Re: Have the recent set of laws led us to the verge of a Police State?  By Brian on 11/3/2006 11:11 AM
Sorry, I've been busy. I'll get more up soon.

Re: Have the recent set of laws led us to the verge of a Police State?  By Doug on 11/15/2006 2:02 PM
"Police State?" Hmmmm..... Kinda like saying we're an 'impoverished nation' based upon segments of poverty found across the U.S. Might I suggest a good measure of world travel to provide perspective? Truly...

Police State?  By Brian on 11/21/2006 12:03 PM
Doug, thanks for reading and commenting. I agree, world travel is an excellent way to gain perspective. Sadly, the vast majority of Americans either show no interest or cannot afford such travel - they have then a very narrow perspective that makes them easy to manipulate by all sorts of elements in American society.

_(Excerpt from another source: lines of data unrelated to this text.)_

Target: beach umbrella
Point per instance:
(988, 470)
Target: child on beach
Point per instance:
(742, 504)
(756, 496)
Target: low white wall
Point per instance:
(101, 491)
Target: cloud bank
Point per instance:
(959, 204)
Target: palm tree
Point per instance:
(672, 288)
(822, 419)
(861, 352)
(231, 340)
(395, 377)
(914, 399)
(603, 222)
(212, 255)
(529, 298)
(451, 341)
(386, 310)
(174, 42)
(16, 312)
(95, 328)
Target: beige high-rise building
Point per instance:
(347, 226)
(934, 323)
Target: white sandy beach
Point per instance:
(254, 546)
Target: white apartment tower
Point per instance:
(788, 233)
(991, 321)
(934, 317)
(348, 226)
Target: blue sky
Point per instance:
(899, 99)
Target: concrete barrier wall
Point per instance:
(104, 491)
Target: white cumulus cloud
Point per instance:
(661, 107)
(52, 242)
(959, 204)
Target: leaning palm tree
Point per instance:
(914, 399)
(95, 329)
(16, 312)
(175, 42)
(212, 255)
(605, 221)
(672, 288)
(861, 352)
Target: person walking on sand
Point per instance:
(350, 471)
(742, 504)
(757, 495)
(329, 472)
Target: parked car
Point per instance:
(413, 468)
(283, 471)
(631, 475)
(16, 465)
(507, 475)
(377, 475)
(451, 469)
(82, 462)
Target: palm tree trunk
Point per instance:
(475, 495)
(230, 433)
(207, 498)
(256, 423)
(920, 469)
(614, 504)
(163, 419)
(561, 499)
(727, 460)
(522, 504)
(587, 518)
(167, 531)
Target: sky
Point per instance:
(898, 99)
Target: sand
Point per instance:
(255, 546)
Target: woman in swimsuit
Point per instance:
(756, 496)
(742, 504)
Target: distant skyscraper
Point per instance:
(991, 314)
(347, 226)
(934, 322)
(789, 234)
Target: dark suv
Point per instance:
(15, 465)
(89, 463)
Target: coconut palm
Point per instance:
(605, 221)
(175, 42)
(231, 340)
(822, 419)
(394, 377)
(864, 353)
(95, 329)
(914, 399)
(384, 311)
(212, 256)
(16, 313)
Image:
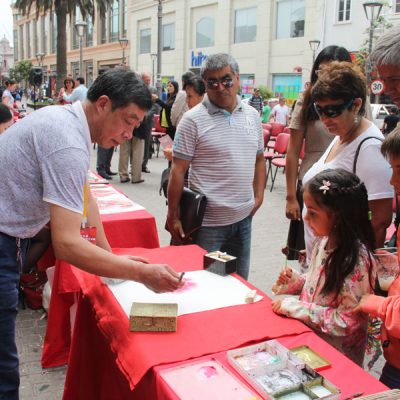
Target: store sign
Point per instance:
(197, 58)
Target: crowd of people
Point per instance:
(342, 191)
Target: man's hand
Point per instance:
(175, 228)
(160, 278)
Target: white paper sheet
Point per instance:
(110, 201)
(203, 291)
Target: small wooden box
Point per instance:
(153, 317)
(219, 263)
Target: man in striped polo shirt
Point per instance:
(220, 141)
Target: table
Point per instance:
(128, 229)
(109, 362)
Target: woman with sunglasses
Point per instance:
(339, 98)
(306, 127)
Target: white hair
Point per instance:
(387, 48)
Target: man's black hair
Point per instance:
(123, 87)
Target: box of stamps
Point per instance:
(276, 373)
(153, 317)
(220, 263)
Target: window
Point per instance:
(343, 9)
(114, 21)
(124, 17)
(21, 41)
(145, 39)
(53, 34)
(44, 33)
(245, 25)
(15, 37)
(168, 37)
(35, 37)
(205, 32)
(290, 19)
(28, 40)
(89, 31)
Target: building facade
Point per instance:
(269, 38)
(6, 57)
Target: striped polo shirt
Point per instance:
(222, 149)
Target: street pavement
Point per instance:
(269, 236)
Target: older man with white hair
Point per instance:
(386, 57)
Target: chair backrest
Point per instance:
(276, 128)
(267, 135)
(157, 125)
(281, 143)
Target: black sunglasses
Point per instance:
(333, 110)
(213, 84)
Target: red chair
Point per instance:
(157, 132)
(279, 162)
(266, 135)
(280, 149)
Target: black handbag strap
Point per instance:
(359, 148)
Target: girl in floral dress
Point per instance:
(341, 268)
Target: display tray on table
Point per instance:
(277, 373)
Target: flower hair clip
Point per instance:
(326, 186)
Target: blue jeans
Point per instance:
(9, 279)
(235, 239)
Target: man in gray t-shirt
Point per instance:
(221, 141)
(44, 160)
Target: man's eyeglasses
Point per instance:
(333, 110)
(213, 84)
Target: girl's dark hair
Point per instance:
(329, 53)
(176, 88)
(347, 199)
(341, 81)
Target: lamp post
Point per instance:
(80, 27)
(123, 42)
(159, 48)
(314, 44)
(372, 10)
(153, 59)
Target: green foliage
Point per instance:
(379, 25)
(265, 92)
(21, 70)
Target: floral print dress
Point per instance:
(331, 317)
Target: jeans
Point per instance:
(9, 278)
(235, 239)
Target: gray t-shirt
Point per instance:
(222, 150)
(44, 159)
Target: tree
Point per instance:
(62, 8)
(20, 72)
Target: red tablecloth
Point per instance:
(131, 229)
(103, 350)
(343, 373)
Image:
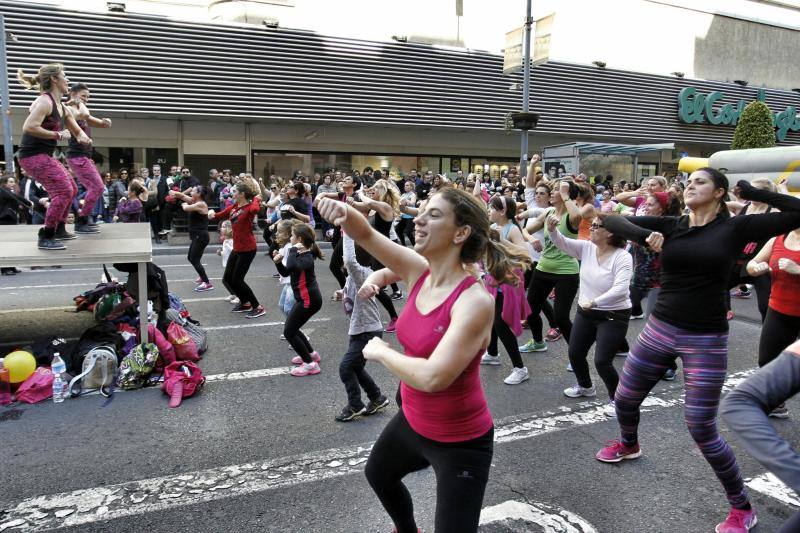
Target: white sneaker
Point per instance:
(493, 360)
(576, 391)
(517, 376)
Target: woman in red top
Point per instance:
(781, 258)
(241, 214)
(444, 329)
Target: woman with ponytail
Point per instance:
(444, 328)
(510, 304)
(48, 122)
(79, 156)
(698, 251)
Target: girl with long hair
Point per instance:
(307, 298)
(698, 251)
(444, 420)
(49, 122)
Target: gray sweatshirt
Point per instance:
(745, 410)
(365, 316)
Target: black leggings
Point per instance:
(502, 331)
(405, 228)
(778, 332)
(233, 278)
(199, 241)
(566, 286)
(547, 309)
(297, 318)
(461, 469)
(337, 264)
(605, 328)
(761, 284)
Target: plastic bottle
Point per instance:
(59, 383)
(5, 385)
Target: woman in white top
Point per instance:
(604, 304)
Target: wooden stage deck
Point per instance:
(116, 243)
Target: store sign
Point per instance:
(696, 108)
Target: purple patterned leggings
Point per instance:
(86, 173)
(705, 362)
(59, 186)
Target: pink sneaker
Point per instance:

As for being an "impoverished nation," obiosly America is not such a nation on the whole. However, there are pockets of poverty in America so deep that the standards of living are at the level of other "impoverished nations." Fresno happens to have the largest population of concentrated poverty in America. It is followed closely by New Orleans - pre Hurricain Katina mind you, and other urban areas. There are also dep pockets of poverty across rural America's heartland in the South and in the Appalachians, and in the Rocky Mountain states.

America's "have's" and "have nots" are growing further apart. Perhaps extended back road travel in America would help some gain perspective on what is actually happening here in America. I have trtaveled many of those roads twice this past Summer in my trips from Washington, DC to Fresno.

There is astonishing poverty in this country that needs to be addressed.